Two religions are destined to continually clash. They are not Christianity and Islam. Rather, they are religion as experienced by the individual and religion as experienced by society. What society needs is toleration of others; what the individual needs is separation from, and even rejetion of, others.
Huston Smith points out that he doesn't speak "language" but, rather, speaks "a language." All the talk of religion, of the transcendent, of God and souls ultimately needs a means of expression other than the abstract. In this, the individual has the need for something specific and, in a sense, something custom and true to the self. This kind of religion invariably separates the individual from the community - whether it is a group of Christians who shy away from worldly influences or the individual who loves fellowship within that group while feeling a degree of separation from even his or her group.

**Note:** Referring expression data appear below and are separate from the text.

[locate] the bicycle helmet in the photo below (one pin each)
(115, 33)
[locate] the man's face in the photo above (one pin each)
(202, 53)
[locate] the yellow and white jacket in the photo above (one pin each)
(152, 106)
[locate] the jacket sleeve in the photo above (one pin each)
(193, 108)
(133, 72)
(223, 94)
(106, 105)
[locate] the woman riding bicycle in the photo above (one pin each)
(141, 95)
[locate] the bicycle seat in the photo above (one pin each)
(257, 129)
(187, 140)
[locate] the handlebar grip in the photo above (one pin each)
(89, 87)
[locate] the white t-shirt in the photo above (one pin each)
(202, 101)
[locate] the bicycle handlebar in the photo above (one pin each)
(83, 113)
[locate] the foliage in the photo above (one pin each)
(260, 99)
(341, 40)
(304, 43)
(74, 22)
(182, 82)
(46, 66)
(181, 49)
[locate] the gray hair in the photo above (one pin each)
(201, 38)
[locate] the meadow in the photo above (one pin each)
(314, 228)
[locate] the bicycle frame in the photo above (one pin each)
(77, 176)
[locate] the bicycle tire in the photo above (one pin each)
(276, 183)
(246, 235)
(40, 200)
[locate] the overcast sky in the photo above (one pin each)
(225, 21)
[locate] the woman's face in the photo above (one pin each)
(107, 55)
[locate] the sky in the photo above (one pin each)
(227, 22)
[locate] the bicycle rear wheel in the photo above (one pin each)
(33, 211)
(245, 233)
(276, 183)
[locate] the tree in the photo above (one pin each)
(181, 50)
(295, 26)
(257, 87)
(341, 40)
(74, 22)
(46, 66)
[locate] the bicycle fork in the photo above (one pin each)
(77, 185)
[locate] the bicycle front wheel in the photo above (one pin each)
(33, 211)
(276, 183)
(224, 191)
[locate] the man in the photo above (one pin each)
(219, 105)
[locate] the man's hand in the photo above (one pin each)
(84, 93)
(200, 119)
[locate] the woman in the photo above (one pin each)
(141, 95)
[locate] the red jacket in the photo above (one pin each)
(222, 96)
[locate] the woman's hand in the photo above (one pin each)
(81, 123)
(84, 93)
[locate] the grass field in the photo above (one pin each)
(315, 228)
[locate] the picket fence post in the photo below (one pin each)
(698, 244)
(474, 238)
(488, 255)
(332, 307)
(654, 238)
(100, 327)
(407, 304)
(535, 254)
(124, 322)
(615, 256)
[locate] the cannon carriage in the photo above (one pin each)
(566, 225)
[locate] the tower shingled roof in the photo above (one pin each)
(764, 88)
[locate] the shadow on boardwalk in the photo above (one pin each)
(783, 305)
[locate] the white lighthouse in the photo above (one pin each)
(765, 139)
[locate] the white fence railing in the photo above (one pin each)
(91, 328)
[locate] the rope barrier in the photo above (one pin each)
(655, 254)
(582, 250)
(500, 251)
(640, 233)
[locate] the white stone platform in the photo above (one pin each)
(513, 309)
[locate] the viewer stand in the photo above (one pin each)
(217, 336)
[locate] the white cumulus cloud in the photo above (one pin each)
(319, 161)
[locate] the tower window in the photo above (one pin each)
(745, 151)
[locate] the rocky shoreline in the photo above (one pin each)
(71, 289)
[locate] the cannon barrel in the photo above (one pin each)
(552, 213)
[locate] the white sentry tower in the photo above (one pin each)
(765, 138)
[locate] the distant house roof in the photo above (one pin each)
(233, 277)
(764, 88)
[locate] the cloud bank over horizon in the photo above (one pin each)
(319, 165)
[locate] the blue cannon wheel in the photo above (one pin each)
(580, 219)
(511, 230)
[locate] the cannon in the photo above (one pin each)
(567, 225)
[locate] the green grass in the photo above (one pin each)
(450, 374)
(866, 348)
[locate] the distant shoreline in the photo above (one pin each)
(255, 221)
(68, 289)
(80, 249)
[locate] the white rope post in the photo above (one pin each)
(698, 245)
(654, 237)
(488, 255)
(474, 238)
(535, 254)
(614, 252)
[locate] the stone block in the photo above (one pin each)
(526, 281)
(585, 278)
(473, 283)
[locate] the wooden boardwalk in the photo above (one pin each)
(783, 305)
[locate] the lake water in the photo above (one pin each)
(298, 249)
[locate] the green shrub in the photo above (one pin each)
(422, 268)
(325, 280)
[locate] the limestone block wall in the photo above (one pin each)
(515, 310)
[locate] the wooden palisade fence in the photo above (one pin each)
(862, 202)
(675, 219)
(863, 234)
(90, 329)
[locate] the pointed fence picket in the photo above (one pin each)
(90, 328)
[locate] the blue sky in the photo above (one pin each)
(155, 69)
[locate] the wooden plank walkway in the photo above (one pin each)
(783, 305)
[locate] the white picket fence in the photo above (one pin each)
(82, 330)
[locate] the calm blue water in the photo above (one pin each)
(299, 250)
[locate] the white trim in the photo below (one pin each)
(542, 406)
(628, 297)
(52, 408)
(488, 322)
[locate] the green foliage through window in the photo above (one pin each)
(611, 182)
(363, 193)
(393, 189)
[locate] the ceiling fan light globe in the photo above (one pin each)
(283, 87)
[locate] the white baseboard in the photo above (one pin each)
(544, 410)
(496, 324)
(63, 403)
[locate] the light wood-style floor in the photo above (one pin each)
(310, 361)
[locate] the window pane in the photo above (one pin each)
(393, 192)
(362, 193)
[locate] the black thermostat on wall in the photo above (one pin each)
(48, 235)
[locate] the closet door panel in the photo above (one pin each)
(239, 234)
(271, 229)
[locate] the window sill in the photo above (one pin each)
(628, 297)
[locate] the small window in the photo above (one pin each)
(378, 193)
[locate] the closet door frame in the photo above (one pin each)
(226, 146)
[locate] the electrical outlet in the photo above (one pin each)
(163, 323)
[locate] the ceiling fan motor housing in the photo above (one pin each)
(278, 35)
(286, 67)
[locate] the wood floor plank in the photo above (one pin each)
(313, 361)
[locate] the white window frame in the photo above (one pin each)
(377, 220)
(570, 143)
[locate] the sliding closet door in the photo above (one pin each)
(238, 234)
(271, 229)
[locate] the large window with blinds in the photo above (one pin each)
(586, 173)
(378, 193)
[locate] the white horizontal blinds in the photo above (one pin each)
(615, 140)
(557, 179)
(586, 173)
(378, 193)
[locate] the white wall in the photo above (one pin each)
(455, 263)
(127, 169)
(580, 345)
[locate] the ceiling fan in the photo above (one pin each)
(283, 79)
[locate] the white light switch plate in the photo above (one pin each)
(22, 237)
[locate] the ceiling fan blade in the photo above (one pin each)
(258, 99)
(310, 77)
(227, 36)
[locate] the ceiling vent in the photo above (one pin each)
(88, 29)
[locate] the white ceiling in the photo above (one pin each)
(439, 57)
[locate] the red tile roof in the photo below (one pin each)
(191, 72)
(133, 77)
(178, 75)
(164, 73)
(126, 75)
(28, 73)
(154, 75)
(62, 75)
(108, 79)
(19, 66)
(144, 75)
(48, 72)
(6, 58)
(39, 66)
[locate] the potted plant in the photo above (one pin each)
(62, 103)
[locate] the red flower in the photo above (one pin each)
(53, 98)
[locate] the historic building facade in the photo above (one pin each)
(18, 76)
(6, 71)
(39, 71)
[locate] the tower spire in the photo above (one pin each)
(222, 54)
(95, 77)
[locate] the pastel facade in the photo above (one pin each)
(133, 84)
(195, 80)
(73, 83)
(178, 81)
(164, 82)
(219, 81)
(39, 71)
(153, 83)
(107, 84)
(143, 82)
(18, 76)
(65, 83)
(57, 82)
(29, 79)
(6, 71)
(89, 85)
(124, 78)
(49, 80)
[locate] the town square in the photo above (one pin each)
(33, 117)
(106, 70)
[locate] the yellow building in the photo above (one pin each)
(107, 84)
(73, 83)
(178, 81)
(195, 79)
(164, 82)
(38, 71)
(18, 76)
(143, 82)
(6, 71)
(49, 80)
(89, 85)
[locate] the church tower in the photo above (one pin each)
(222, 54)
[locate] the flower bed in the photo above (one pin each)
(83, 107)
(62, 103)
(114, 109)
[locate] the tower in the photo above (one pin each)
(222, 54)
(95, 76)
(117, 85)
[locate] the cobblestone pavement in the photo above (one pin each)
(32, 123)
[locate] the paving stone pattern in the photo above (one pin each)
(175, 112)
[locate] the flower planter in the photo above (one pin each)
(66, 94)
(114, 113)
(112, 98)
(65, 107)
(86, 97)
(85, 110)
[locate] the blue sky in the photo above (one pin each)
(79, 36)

This role of communing with something eternal - whether it is perceived as touching God, Holy Scriptures, the spiritual, the eternal, or the god within - is necessarily separating. Such a separation invariably includes, or at least connotes, a condemnation of the world or other groups who find their refuge through some other process, intermediary, or belief or even profess no need for such separation.
What the individual experiences as refuge from the world the world quite rightly experiences as rejection. And crudely or thoughtlessly done, it becomes offensive. The pope trying to declare a distinction from Islam very easily slips into condemning Muslims.
There was a time when it was laughable that communities would have to be mindful of their impact on the environment. Nature was so big and people so small that the notion of harming it was inconceivable. During medieval times, people wrote of walking through forests and not seeing sun light for days – walking through forests that no longer exist. When Christ or Mohammed first preached, it may well have seemed ridiculous to their early followers that there would some day be billions of Christians and Muslims whose desire to protect themselves from a hostile world would actually be a threat to that world.
Obviously, religious individuals need to do more to show toleration, to exhibit the side of most religions that emphasizes the love for others more than love for self. Much, but perhaps still not enough, has been made of this. Less has been made of the need for society to become more sensitive to the need of the individual to withdraw from and even reject "the world" as a means for the individual to save his or her soul.